John Wiley, a spokesman for DSHS, said the head of the state’s mental health division arrived in Spokane on Sunday to oversee the review this week, and that the review should address potential changes in practices.

Paul, diagnosed as a paranoid schizophrenic, was committed for the 1987 strangling and slashing of 78-year-old Ruth Mottley in Sunnyside. Paul, who was 25 at the time, snapped Mottley’s neck and slashed her throat twice. He then doused her body with gasoline and buried her in her own flower garden. Paul told authorities that the voices in his head told him Mottley was a witch who was casting spells on him.

Mottley was a retired educator who had founded the town’s historical society and appeared on a list of Washington’s 100 most influential women, according to news files.

Paul was among 31 criminally insane Eastern patients who were taken to the fair Thursday along with 11 supervisors. The patients were all from the hospital’s “forensic ward,” inhabited by people found not guilty of serious crimes by reason of insanity or people judged incapable of assisting in their own defense.

Greg Davis, president of the state employees union representing Eastern employees, said last week that hospital staffers have long opposed outings such as the trip to the fair.

He said that Eastern workers at the fair notified the hospital administration within two or three minutes of Paul’s disappearance, and that the subsequent two-hour delay in notifying police was the fault of administrators.

Eastern’s CEO, Hal Wilson, said last week he couldn’t be sure why there had been a delay in reporting, and said the state investigation would provide answers.

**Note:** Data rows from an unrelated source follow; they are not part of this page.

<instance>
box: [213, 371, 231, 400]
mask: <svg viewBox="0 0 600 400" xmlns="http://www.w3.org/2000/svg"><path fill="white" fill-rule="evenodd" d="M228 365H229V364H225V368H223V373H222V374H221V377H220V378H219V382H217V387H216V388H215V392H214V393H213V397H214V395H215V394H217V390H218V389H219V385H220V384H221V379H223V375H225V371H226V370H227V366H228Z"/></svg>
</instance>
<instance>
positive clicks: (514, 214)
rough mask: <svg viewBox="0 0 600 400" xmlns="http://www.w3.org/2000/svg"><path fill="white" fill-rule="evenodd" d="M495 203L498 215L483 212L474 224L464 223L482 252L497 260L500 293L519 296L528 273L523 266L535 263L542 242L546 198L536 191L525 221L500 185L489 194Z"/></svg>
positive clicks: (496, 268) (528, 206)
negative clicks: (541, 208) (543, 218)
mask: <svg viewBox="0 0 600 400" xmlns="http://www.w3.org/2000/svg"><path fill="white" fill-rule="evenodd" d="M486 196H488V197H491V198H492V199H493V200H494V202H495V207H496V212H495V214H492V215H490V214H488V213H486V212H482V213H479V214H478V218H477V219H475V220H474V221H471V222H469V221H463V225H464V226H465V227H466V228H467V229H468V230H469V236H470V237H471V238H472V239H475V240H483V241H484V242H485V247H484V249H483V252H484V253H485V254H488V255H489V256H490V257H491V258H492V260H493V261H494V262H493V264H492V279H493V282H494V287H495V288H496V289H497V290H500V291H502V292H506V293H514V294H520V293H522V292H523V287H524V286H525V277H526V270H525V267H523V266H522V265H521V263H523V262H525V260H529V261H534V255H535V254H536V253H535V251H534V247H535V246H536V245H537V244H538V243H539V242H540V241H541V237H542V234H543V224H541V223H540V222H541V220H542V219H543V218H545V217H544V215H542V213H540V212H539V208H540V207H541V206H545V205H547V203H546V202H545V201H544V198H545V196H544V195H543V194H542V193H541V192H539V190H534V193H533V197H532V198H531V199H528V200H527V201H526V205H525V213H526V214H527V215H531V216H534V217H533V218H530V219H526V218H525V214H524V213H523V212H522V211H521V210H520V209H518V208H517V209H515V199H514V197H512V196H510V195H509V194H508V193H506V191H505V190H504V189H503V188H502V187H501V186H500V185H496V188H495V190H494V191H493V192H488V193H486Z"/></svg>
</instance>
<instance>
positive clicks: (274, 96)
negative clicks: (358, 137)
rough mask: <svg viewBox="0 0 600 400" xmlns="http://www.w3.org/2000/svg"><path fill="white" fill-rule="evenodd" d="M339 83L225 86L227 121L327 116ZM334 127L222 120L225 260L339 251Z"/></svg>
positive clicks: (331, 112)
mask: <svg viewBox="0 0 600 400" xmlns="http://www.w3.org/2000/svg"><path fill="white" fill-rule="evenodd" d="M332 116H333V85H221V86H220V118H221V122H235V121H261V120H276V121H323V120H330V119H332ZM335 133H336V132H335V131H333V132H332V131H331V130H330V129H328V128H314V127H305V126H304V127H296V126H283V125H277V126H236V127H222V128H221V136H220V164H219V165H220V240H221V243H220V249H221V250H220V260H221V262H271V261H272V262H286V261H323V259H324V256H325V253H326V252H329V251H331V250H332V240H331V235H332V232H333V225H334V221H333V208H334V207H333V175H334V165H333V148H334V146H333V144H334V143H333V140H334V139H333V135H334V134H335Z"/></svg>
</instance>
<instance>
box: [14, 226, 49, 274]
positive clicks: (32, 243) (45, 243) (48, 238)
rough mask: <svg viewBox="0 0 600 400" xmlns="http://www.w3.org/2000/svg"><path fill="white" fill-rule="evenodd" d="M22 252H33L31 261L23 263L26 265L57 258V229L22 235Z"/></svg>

Eastern patients have taken outings into the community – including the fair – for years, and hospital officials say they can be a useful tool in treatment. Wilson said last week that Paul was not considered “extremely dangerous” and that a treatment team had approved him for the trip to the fair. He said Paul had been “a fairly model patient.”

Some took issue with that description. Davis said several union members were surprised Paul was approved to attend the fair, and Knezovich said he had not been complying with his medication schedule. Reagan said that records showed Paul has had homicidal fantasies about killing children.

Paul has struggled to stay on his medications for years. In August 1990, he was refusing to take his medication and later escaped from Eastern. He was arrested near Fishtrap and while being booked into the Spokane County Jail, overpowered Knight – the same deputy who arrested him Sunday. Knight’s shoulder was shattered. A jury later ordered the state to pay the deputy more than $100,000.

Reporter Shawn Vestal contributed to this report.